The geographical accident of Germany has denied Germans the fun we have
with language, and it seemed to me that their sense of humour was built on
blunt, seemingly serious statements, which became funny simply because of
their context. I looked back over the time I had spent in Hannover and
suddenly found situations that had seemed inexplicable, even offensive at
the time, hilarious in retrospect. On my first night in Hannover I had
gone out drinking with some young German actors. "You will notice there
are no old buildings in Hannover," one of them said. "That is because you
bombed them all." At the time I found this shocking and embarrassing. Now
it seems like the funniest thing you could possibly say to a nervous
English visitor. Since watching jokes I co-wrote for our German production
withering in the translation process, all their contrived weaknesses
exposed, I have stopped writing jokes as such, and feel I am a better
stand-up because of it. I try now to write about ideas, that would be
funny in any language, and don't rely on pull- back and reveals and
confusion of meaning. Germany kicked away my comedy crutches and taught me
to walk unaided. I am hugely grateful to the Germans. Since you asked, the
stand-up opera went OK, and sooner or later we'll stage it in Britain, in
English, where it will make a lot more sense.

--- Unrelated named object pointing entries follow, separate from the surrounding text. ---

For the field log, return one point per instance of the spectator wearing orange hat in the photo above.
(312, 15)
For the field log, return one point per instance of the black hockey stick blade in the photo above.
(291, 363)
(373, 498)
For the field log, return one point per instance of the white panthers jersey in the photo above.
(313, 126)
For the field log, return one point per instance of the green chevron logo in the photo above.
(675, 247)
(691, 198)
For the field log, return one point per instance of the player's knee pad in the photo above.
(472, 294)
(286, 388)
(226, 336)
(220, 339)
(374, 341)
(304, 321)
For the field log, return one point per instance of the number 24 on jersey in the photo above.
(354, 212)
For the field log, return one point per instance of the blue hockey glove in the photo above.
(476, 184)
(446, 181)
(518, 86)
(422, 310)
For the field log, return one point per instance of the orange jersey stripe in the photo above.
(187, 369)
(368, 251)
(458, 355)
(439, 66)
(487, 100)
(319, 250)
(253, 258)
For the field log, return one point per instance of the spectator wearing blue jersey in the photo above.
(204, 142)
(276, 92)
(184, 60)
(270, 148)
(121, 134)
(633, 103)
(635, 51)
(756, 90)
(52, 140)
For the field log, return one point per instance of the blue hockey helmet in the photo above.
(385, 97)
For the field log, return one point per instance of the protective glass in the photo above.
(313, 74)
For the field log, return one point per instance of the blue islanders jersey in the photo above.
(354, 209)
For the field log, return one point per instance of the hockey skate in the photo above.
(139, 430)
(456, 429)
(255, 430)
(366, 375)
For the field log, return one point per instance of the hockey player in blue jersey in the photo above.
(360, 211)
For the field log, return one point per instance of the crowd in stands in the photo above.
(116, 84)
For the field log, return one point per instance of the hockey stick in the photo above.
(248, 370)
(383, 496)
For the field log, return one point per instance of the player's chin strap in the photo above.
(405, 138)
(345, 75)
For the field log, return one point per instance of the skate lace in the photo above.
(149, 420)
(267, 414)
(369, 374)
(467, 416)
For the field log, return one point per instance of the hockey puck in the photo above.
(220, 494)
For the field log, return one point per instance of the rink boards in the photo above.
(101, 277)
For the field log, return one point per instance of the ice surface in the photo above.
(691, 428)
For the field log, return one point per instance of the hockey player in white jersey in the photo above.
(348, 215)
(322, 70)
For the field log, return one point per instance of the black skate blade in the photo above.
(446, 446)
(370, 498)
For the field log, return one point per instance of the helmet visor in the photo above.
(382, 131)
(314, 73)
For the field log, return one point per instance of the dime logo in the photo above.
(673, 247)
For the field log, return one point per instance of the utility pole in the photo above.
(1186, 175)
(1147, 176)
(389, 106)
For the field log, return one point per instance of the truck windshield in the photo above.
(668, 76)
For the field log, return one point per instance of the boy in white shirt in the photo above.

To paraphrase Simon Munnery,
a British comedian so rigorous in his intellect he is almost German, there
is much we can learn from watching the Germans. Not as much, however, as
they can learn from watching us.

Are you kidding?
Some Germans tell us their jokes ...

Andrea Foss, 46, Schleswig Holstein

"What is romantic?" "I don't know." "When a man strokes a woman tenderly
with a feather."

"What is perverse?" "I don't know." "When the chicken is still attached."

Tabea Rudolph, 26, Stuttgart

There are problems in the woods. The animals of the forest are always
drunk, so the fox decides to ban alcohol. The following day, the fox spies
a rabbit hanging out of a tree, clearly wasted. The fox ticks him off, and
carries on his way. But the next day he sees the rabbit drunk again, and
gives him a final warning. The next day, the fox does his rounds and
there's no sign of the rabbit, but he notices a straw sticking out of a
stream. Wondering what it is, the fox scoops it out, only to find a very
drunk rabbit on the other end of it. "How many times do I have to tell you
that animals of the forest aren't allowed alcohol?" says the Fox. "We
fishes don't give a toss what the animals of the forest aren't allowed to
do," says the rabbit

Gerhard Bischof, Bad Toelz, 57

A man jumps out of a plane for the first time. At 3,000m he tries to undo
his parachute, but the cord fails. At 2,000m he tries to open the
emergency chute but that doesn't work either. At 1,000m he bumps into a
man wearing blue overalls, carrying a spanner. "Can you repair
parachutes?" asks the first man. "'Fraid not," says the other. "I only do
boilers."

Wolfgang Voges, 56, from lower Saxon

Three priests hold a meeting to discuss where life begins. The evangelical
priest says, "No question about it, life begins when the child is born."
"No, no," says the Catholic priest, "it all starts when the sperm meets
the egg." "You're both wrong," says the Rabbi. "Life begins when the
children have left home and the dog is dead."